I traced what procedure is executing at that times of locking and caught blocking report using SQL Server Profiler and starting it manually (it seems to be safe) :
<blocked-process-report monitorLoop="201058">
<blocked-process>
<process id="process38d8dd0c8" taskpriority="0" logused="1268" waitresource="OBJECT: 5:690456609:0 " waittime="5002" ownerId="4004024182" transactionname="UPDATE" lasttranstarted="2015-03-11T16:08:39.890" XDES="0x1b253649e8" lockMode="IX" schedulerid="1" kpid="5132" status="suspended" spid="84" sbid="0" ecid="0" priority="0" trancount="1" lastbatchstarted="2015-03-11T16:08:39.880" lastbatchcompleted="2015-03-11T16:08:39.880" lastattention="2015-03-11T15:29:13.240" hostname="COMP-177" hostpid="2976" loginname="user" isolationlevel="read committed (2)" xactid="4004024182" currentdb="5" lockTimeout="4294967295" clientoption1="673316896" clientoption2="128056">
<executionStack>
<frame line="46" stmtstart="4398" stmtend="4936" sqlhandle="0x030005008910305b49b9150057a4000000000000000000000000000000000000000000000000000000000000"/>
<frame line="1" stmtstart="30" sqlhandle="0x020000003f32c4168d189e55398799d8e66489e031b7fa8b0000000000000000000000000000000000000000"/>
<frame line="1" stmtstart="30" sqlhandle="0x02000000538a8c182d9ff435ad6897538e470878728dfd940000000000000000000000000000000000000000"/>
</executionStack>
<inputbuf>
set nocount on;update [replicated_table] set CHECK_CI='1456',DATE_CHECK_CI=getdate(),DATE_MODIFY=getdate(),where R_ID='284598973'
</inputbuf>
</process>
</blocked-process>
<blocking-process>
<process status="running" spid="150" sbid="0" ecid="0" priority="-5" trancount="2" lastbatchstarted="2015-03-11T16:08:39.347" lastbatchcompleted="2015-03-11T16:08:21.833" lastattention="1900-01-01T00:00:00.833" clientapp="Microsoft SQL Server Management Studio - Query" hostname="COMP-120" hostpid="9460" loginname="userp" isolationlevel="read committed (2)" xactid="4004019824" currentdb="5" lockTimeout="4294967295" clientoption1="673319008" clientoption2="390168">
<executionStack>
<frame line="366" stmtstart="32078" stmtend="32458" sqlhandle="0x0300ff7fa885d0f933812f012ba3000001000000000000000000000000000000000000000000000000000000"/>
<frame line="1" sqlhandle="0x010005002698da17601c849b1d00000000000000000000000000000000000000000000000000000000000000"/>
</executionStack>
<inputbuf>
exec sp_MSmakegeneration </inputbuf>
</process>
</blocking-process>
</blocked-process-report>
sys.sp_MSmakegeneration
execution blocks all other activity.

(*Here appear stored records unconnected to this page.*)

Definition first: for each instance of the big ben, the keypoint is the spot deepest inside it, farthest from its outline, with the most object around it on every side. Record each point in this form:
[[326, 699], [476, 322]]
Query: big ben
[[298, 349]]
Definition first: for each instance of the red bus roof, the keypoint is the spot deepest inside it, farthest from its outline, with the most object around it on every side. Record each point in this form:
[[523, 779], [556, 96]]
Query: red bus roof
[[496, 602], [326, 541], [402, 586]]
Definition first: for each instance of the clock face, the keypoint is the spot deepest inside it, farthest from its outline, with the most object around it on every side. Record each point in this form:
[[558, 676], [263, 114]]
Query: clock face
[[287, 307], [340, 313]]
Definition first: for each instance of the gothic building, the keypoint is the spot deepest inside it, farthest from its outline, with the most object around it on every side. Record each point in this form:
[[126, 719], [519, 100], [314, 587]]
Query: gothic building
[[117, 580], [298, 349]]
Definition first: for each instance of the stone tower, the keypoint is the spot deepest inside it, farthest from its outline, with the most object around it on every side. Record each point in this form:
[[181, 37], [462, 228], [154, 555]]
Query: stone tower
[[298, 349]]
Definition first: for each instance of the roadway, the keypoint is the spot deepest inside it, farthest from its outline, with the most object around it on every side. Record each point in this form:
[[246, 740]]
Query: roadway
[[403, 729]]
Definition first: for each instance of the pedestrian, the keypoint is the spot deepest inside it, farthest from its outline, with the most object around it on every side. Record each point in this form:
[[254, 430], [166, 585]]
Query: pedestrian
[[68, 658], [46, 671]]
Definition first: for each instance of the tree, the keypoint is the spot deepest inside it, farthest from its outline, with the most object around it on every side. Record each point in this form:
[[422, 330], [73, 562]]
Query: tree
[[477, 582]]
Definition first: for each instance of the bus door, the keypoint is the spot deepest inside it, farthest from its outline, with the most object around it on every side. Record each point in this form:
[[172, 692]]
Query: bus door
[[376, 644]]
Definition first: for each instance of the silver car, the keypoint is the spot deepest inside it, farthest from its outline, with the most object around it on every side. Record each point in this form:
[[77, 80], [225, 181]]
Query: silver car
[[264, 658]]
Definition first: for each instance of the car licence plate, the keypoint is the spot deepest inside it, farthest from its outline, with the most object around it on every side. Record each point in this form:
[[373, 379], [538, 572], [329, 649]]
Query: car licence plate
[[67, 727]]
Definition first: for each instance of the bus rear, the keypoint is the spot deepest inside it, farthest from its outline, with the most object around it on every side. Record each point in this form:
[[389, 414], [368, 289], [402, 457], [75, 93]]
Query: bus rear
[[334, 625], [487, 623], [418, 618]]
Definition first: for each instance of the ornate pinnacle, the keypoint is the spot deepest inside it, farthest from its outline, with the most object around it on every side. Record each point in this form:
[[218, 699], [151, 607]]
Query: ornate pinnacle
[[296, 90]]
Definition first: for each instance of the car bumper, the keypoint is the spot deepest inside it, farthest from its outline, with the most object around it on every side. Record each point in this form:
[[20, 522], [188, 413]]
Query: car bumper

As I get it - this procedure is generating list of rows to be replicated. I can understand it can run for a while - but why it prevents other inserts/updates on ALL merge-enabled tables? It does not matter which publication is synced - ALL merge-enabled tables (even from another publications in this DB) also stop working.
The waitobject waitresource="OBJECT: 5:690456609:0 "
is MSmerge_genhistory
table. So, it somehow blocks on that table, but why?
I tried to capture that procedure actual execution plan - I got 14k lines of XML, but found nothing suspicious there (no obvious table-scans or other heavy activity).
Replication setup is mostly default, except for generation_leveling_threshold
option increased to 10000 during problem investigation. It didn't help.
SQL Server 2012 v 11.0.5058.0
Default isolation level is set to READ COMMITTED SNAPSHOT; those inserts/updates are just plain inserts/updates, without isolation level changing or starting explicit transactions.
I can successfully sync servers after work day (when nobody touches DB), it runs OK in 20-30 minutes (transferring whole day data at once) but I need continuous syncing (15-20 minutes delay is OK though).
I googled the problem - there are a lot of guys with merge replication stuck due to a lot of changed data (starting with 1M rows), but nothing similar to my problem.